The EU now comprises 25 countries and is thus better placed than ever to play a leading role in ensuring a successful outcome to the Doha round. All 25 members have a strong interest in a successful outcome—one that leads to further multilateral trade liberalization and which will thus act as a spur to growth both for the EU and the world as a whole. And by making a strong commitment to further liberalization in the context of the open multilateral trading system, the EU could exert considerable influence on developing country governments who have yet to appreciate the benefits of trade liberalization. Experience has shown that multilateral trade liberalization is a win-win situation—everybody has the chance to gain.
Let me conclude.
The ten new member countries—not quite so new as they approach the second anniversary of their accession—have joined a remarkably durable and successful Union. Over its almost fifty years, the EU has experienced rapid growth in real GDP and in trade both between its members and with the rest of the world.
This success owes much to the foundations on which it was built—above all the continuing commitment to union-wide and multilateral trade liberalization. Over its lifetime the Union has more than quadrupled the number of its members. Successive new entrants have, in general, been able to integrate rapidly and to reap the benefits of membership.
They have done so by embracing economic reforms that make possible sustained rapid growth and that foster enterprise and trade growth.
The ten countries that have joined most recently were well advanced in the reform process before they were admitted—indeed, it was a condition of membership. These countries all judged that the gains to be had from joining the EU far outweighed the costs of adjustment. They were right to make that judgment.

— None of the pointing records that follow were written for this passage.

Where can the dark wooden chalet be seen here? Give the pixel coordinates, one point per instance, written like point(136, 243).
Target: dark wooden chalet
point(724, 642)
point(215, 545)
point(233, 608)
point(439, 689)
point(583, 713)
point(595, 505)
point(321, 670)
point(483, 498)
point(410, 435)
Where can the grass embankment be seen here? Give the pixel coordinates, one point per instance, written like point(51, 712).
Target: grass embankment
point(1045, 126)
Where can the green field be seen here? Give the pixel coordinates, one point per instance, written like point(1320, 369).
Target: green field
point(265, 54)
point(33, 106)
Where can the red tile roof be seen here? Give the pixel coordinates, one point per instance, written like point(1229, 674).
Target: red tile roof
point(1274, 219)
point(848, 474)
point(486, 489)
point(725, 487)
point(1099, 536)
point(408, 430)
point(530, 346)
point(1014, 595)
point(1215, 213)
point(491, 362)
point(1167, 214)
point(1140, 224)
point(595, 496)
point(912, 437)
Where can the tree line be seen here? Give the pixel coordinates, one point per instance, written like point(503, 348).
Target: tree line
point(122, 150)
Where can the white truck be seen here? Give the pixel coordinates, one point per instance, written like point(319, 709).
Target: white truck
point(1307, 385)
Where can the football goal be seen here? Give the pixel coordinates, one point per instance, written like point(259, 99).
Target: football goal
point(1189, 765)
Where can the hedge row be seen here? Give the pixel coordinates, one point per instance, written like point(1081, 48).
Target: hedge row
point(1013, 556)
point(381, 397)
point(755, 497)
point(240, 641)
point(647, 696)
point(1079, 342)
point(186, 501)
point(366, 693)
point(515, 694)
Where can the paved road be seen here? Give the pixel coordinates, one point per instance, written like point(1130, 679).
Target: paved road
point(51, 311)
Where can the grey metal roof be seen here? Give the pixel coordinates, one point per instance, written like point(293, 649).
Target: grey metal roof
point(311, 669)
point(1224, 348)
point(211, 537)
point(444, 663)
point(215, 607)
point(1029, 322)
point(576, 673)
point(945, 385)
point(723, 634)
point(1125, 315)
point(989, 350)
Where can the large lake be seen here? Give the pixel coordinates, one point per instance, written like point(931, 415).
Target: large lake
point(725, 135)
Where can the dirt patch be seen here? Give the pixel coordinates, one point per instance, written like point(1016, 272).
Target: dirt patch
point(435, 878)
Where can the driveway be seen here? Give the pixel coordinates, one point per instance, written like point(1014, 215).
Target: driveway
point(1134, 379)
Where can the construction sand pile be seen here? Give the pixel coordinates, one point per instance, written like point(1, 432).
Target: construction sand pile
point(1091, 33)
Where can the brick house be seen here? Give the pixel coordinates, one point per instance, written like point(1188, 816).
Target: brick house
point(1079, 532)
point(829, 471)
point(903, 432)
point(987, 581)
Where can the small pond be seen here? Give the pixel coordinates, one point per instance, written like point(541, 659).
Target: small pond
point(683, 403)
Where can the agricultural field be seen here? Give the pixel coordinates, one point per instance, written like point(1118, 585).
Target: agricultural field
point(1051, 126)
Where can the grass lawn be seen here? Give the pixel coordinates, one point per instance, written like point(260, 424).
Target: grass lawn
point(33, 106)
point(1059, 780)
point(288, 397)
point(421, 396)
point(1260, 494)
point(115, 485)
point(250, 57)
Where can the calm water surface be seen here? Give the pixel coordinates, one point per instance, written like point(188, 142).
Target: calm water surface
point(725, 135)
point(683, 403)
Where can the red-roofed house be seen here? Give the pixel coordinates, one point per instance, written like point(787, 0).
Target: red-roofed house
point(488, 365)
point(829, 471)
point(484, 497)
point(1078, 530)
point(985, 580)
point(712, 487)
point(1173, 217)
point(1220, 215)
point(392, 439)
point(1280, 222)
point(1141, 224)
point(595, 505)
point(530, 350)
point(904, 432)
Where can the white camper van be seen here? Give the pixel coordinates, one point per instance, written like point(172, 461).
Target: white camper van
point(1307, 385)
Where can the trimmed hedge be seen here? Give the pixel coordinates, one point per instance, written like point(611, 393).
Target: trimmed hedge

It is important to remember, though, that the economic reforms on which all ten countries had embarked offered significant gains even aside from EU membership. It is also important to remember that accession marked the beginning of the reform process, rather than its conclusion. In order to maximize the gains from EU membership, economic adjustment in an evolving world economy has to be a continuing process. Abandoning reforms prematurely, or letting the reform process stagnate will undermine the potential gains both from the reform process itself and from EU membership.